LeetCode刷题：804.Unique Morse Code Words

804. Unique Morse Code Words

International Morse Code defines a standard encoding where each letter is mapped to a series of dots and dashes, as follows: "a" maps to ".-", "b"maps to "-...", "c" maps to "-.-.", and so on.
For convenience, the full table for the 26 letters of the English alphabet is given below:

[".-","-...","-.-.","-..",".","..-.","--.","....","..",".---","-.-",".-..","--","-.","---",".--.","--.-",".-.","...","-","..-","...-",".--","-..-","-.--","--.."]

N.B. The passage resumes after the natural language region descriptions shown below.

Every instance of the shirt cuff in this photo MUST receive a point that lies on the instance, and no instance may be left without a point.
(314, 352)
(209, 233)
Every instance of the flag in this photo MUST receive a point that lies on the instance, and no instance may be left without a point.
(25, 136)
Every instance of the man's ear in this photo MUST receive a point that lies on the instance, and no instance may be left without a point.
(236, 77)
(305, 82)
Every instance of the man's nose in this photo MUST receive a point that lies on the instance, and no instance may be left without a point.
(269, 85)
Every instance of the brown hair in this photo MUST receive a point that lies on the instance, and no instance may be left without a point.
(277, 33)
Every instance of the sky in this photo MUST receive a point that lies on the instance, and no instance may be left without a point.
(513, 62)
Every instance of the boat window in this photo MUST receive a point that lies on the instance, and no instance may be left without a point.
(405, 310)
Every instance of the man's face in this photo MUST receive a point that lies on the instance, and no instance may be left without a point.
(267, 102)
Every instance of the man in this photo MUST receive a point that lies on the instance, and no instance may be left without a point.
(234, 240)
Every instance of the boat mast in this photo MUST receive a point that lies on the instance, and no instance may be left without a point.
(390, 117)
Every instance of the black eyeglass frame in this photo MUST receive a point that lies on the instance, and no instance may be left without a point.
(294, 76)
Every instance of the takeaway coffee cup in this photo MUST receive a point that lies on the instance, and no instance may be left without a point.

Now, given a list of words, each word can be written as a concatenation of the Morse code of each letter. For example, “cab” can be written as “-.-..–…”, (which is the concatenation “-.-.” + “-…” + “.-“). We’ll call such a concatenation, the transformation of a word.
Return the number of different transformations among all words we have.

Example:

Input: words = ["gin", "zen", "gig", "msg"]

Output: 2

Explanation:
The transformation of each word is:
“gin” -> “–…-.”
“zen” -> “–…-.”
“gig” -> “–…–.”
“msg” -> “–…–.”
There are 2 different transformations, “–…-.” and “–…–.”.

Note:

• The length of words will be at most 100.
• Each words[i] will have length in range [1, 12].
• words[i] will only consist of lowercase letters.

  解题思路：

  将words中word的字母逐个转换为morsecode，并存入临时string，之后将其插入到无序容器unordered_set<string> result;中，然后获取不同元素的数量。

  解答：

  class Solution {
  public:
  int uniqueMorseRepresentations(vector<string>& words) {
      unordered_set<string> result;
      //vector<string>morseWords;
      vector<string> morseCode{".-","-...","-.-.","-..",".","..-.","--.","....","..",".---","-.-",".-..","--","-.","---",".--.","--.-",".-.","...","-","..-","...-",".--","-..-","-.--","--.."};
      for(auto word = words.begin(); word != words.end(); ++word)
      {
          string tmp = "";
          for(auto letter : *word)
          {
              tmp += morseCode[letter - 'a'];
          }
          result.insert(tmp);
      }
      return result.size();
  }
  };